Copping in the conflict

I am 24 years old now and supposedly should not crave for a fatherly affection. I should be happy to escape the vigil of parents on every venture I make at this stage, but I feel the need of father more than when I was just a toddler-crying for holding his finger to stand on my feet. I need him to guide me when the mid-life crisis starts bothering me and shake my beliefs. I need my father to remind me that he is there to hold me up if I fall, not from the edge of the veranda of our house like in childhood, but from the ascents in life as I grow old. I need my father to concrete my convictions, of working hard on the road to success, of nobility in my aim- to be part of the system working for the upliftment of the society. The society I saw distressed, ever since I set my foot on the earth in the turbulent decade of the Nineties in the conflict-hit Kashmir. 

Although it was a privilege to be born to a cop’s wife, not because it ensured you any safety amidst insurgency that had broken out in the early nineties, but you belonged to a gunman’s family, though on the other side of the divide in the society. My childhood passed at a time when the romance with the gun was at its peak. Looking at the father’s pictures on the wall, donned in the police uniform with a gun slinging on his shoulders would give me goose bumps. I would spend hours together imagining myself holding the same rifle someday and adding more pictures to that beautiful ‘wall of fame’  in our house. But with each passing day, unabated, I would unravel the harsh fronts of the life of an authorised gunman in my home.

   

I hardly remember my father spending time with his family for days together, but vividly do I recall my mother switching roles between Father and Mother for us, for years to pass. Seeing my father coming home on festivals like eid was equivalent to sighting another crescent. Unlike the one in the night sky, this one would appear right in our kitchen room-reconfirming that it was the eid next day. The travail didn’t end there only. During my father’s training days, I saw what element a woman is made of, though, I could hardly understand it then the whole. But as time passed by, so do I began to unwind the intricately woven threads of her ordeal. She would always make sure that we are nurtured and nourished like none other in the society, a princely upbringing, which every parent wishes to give to their children. Telephone calls from Father from a distant training centre in Udhampur would end with a long list of dos and don ts for mom to execute. ‘Do feed children well’, would be the core in the long and rambling to-do-list. Children of such lonely mothers like mine are witness to endless moans and sobs of theirs’ in the cold, dark pitch nights. A knock on the neighbour’s door after sundown would send us into a cuddle with steely nerve mom blanketing off the fear. The situation was no different when the insurgency erupted for the first time than now,  and as grim as it is today, unfolding itself in a completely new avatar. 

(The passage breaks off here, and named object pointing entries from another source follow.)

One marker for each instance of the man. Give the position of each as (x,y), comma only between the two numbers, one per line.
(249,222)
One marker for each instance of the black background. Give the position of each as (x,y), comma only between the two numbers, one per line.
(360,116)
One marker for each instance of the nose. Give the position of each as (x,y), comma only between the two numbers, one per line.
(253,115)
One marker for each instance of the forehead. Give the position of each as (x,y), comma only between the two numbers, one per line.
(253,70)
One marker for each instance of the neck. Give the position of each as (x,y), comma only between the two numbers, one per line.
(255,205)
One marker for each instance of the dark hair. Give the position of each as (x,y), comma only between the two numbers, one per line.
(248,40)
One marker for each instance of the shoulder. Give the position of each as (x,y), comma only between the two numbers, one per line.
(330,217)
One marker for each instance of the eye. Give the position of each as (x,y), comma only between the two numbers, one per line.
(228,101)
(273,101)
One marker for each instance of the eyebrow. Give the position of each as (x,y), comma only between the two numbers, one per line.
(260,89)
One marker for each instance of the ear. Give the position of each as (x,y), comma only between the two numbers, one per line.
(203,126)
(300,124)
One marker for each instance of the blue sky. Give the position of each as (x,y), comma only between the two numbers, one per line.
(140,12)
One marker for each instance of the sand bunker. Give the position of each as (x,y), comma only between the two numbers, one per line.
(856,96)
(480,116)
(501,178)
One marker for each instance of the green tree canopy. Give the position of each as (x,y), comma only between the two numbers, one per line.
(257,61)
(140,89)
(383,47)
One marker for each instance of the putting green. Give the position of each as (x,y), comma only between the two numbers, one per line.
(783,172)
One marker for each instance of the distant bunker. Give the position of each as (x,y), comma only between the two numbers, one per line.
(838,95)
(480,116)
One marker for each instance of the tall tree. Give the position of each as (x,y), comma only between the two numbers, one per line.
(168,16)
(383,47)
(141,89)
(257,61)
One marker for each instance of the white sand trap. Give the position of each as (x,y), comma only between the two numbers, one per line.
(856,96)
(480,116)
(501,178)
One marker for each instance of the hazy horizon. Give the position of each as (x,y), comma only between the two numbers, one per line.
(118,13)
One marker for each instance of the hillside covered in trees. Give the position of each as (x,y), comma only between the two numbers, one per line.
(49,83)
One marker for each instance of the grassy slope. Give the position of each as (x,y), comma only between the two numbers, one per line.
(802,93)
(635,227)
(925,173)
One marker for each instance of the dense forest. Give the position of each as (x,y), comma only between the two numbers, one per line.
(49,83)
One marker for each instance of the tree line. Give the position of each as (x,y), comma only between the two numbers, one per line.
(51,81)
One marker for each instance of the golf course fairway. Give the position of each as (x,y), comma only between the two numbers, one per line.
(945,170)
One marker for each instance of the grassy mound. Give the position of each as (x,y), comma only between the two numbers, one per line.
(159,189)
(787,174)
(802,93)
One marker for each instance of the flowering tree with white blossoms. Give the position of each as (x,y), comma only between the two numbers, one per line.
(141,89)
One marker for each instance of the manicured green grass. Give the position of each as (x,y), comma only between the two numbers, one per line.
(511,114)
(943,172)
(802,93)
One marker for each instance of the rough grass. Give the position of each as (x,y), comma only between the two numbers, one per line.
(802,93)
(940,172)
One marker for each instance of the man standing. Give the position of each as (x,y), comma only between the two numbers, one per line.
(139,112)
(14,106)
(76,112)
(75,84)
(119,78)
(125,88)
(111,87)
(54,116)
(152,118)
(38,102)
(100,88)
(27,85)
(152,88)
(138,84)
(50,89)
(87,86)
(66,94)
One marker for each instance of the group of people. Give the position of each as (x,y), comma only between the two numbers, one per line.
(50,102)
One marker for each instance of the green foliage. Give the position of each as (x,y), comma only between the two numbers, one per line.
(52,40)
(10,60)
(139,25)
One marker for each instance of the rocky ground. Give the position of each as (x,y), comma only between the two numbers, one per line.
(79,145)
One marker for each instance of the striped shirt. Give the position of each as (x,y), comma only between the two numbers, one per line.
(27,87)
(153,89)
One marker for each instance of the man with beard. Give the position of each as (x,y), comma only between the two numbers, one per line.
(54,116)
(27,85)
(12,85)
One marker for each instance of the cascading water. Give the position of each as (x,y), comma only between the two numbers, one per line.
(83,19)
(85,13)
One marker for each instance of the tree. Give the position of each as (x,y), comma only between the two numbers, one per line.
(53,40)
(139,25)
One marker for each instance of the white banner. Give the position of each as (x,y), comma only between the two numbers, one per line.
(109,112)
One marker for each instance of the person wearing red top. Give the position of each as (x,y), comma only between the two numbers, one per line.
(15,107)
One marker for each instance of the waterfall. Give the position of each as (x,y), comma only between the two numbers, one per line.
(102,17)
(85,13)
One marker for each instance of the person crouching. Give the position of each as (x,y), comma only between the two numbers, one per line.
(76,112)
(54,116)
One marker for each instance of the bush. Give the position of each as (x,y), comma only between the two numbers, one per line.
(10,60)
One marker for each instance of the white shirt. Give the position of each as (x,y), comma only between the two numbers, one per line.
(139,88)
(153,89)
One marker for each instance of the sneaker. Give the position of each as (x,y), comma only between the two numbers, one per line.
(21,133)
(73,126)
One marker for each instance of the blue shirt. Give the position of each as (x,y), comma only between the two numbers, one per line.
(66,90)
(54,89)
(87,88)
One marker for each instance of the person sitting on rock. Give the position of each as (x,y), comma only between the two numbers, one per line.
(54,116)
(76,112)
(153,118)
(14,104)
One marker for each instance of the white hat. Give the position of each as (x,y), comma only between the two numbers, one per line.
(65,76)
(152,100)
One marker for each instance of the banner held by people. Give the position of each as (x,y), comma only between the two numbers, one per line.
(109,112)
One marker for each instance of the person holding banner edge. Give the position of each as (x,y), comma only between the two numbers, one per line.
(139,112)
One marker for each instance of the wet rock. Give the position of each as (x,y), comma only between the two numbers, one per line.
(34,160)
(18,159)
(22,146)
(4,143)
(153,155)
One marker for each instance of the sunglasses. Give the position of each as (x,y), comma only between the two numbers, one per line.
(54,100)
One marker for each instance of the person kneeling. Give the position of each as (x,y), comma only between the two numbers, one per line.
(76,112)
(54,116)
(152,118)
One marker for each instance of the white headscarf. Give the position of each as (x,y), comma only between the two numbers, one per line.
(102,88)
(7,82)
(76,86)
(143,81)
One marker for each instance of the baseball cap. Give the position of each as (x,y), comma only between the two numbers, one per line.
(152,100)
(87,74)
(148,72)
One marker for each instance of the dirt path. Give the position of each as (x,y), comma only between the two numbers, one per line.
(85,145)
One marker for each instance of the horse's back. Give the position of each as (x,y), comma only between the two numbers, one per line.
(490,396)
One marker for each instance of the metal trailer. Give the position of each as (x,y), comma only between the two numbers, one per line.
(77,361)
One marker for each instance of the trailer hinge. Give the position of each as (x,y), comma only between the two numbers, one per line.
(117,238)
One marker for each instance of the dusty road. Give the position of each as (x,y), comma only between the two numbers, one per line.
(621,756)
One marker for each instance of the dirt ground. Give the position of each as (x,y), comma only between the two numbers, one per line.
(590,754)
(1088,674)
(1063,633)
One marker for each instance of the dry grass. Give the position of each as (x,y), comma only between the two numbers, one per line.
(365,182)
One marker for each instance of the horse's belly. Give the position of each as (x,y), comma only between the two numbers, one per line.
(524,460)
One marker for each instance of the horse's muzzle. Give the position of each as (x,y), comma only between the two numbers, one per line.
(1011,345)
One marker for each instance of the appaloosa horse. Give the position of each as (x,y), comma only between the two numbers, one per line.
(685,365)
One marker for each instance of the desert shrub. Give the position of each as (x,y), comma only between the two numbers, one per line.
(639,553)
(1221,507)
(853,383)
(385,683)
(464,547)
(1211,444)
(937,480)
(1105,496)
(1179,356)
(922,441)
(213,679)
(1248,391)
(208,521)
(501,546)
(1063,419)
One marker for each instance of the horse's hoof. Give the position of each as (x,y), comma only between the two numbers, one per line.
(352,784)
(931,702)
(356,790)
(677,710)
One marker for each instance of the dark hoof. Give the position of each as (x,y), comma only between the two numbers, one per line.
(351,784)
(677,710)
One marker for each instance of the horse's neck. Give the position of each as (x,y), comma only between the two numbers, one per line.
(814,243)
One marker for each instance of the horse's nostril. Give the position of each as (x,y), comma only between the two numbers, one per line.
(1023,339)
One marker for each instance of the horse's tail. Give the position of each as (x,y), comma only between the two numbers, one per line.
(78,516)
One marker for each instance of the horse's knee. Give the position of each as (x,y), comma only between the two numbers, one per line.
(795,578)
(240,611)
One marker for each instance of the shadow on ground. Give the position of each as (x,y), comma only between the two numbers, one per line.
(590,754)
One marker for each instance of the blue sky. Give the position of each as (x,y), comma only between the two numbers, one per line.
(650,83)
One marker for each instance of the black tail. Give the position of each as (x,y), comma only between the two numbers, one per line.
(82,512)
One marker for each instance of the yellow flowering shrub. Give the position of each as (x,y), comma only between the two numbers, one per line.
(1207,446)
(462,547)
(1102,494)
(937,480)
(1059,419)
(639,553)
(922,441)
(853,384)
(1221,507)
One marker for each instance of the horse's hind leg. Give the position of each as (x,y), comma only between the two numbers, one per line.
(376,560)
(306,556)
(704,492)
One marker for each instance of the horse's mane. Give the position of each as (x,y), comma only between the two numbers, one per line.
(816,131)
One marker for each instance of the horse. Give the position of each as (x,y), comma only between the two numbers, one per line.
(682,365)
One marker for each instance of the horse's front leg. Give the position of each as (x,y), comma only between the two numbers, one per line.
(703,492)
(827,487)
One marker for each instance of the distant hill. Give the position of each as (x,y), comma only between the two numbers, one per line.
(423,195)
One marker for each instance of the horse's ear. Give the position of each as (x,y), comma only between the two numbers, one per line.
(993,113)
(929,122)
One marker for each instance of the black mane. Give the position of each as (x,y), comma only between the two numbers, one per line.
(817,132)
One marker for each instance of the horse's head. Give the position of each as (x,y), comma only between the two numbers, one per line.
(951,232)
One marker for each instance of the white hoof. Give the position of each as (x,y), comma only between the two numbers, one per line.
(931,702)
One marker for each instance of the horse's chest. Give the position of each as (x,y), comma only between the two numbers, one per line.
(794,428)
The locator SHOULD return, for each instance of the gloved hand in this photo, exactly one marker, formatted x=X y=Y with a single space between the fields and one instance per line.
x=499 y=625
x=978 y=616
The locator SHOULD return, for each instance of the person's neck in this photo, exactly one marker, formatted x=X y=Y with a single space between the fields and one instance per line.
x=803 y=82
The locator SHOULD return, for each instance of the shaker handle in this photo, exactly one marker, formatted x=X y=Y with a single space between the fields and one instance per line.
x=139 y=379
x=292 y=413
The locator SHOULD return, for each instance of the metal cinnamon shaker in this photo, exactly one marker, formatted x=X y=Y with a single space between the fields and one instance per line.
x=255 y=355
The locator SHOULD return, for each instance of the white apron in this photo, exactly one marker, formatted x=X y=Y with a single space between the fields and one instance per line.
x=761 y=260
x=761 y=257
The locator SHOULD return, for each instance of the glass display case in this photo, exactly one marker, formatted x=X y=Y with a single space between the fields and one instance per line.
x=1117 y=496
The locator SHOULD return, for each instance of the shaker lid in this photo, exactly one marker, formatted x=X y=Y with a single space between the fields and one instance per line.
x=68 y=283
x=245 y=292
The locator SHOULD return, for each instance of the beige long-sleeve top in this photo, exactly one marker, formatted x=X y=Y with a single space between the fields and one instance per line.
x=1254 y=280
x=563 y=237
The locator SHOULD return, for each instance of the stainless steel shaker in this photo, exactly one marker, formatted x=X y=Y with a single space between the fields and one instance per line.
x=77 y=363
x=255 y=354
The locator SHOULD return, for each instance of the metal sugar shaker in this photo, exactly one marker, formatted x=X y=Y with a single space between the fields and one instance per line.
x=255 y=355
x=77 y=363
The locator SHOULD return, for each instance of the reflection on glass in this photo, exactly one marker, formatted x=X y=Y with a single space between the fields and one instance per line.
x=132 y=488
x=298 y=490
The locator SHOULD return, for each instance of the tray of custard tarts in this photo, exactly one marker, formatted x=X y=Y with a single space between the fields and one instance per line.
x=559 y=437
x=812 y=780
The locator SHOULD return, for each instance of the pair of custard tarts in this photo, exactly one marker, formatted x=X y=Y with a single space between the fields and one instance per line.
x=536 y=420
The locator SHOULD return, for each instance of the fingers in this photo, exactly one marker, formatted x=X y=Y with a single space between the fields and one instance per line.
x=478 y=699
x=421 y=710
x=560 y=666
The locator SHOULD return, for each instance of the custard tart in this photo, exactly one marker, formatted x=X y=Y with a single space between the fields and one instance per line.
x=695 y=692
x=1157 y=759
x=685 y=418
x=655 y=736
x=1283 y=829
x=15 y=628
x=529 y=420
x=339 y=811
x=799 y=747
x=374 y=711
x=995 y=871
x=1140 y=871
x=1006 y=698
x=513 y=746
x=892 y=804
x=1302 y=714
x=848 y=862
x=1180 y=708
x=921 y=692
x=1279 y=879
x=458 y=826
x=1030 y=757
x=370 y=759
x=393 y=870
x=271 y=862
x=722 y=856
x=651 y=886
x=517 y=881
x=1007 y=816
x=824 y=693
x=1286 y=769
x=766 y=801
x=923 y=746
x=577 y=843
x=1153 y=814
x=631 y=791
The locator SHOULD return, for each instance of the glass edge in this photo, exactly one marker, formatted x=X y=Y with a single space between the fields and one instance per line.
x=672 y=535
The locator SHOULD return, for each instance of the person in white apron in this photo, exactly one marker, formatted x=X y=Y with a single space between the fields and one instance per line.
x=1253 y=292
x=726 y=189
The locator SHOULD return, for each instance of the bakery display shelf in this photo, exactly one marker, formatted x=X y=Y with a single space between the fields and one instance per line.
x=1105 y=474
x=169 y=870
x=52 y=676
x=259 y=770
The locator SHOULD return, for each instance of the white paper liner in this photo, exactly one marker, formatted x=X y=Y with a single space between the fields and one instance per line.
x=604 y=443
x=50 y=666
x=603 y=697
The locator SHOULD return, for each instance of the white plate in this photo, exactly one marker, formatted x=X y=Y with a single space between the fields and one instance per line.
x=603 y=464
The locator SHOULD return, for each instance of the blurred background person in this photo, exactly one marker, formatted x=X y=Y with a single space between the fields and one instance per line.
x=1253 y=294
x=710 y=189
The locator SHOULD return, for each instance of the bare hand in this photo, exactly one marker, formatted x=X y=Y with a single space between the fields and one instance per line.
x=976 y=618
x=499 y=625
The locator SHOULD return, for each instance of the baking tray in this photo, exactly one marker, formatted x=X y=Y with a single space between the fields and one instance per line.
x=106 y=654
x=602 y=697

The very role of policing in Kashmir, a conflicted region throws immense and intense challenges at their face.  These challenges just multiply when you happen to be part of the same society. Your battles with the gun are equally as hard as the ones with mind and psyche. Be it the recent kidnapping game-  which seemed no less than an apt replica of some Bollywood movie from the 90s, or the weapon snatching bids, or the killing of SPOs for that matter, the fight has gone now well beyond the battlegrounds, trespassing all the safety lines of division in the Kashmiri society. I remember, on the day of mass kidnappings of the kins of Jammu and Kashmir policemen last month, I told my best friend to escort me to places, in the backdrop of the fear of meeting the same fate on any coming day. No matter which side you belong to in a conflict, you happen to bear the brunt of the rage that fans its flames. The worst part about it is that peace becomes virtual, a synonym to ceasing guns to roar, and the pain is perpetual, emanating from every corner, shrouded in different bandages, bearing eternal scars, transcending the divisions, and thus, engulfing the entire landscape.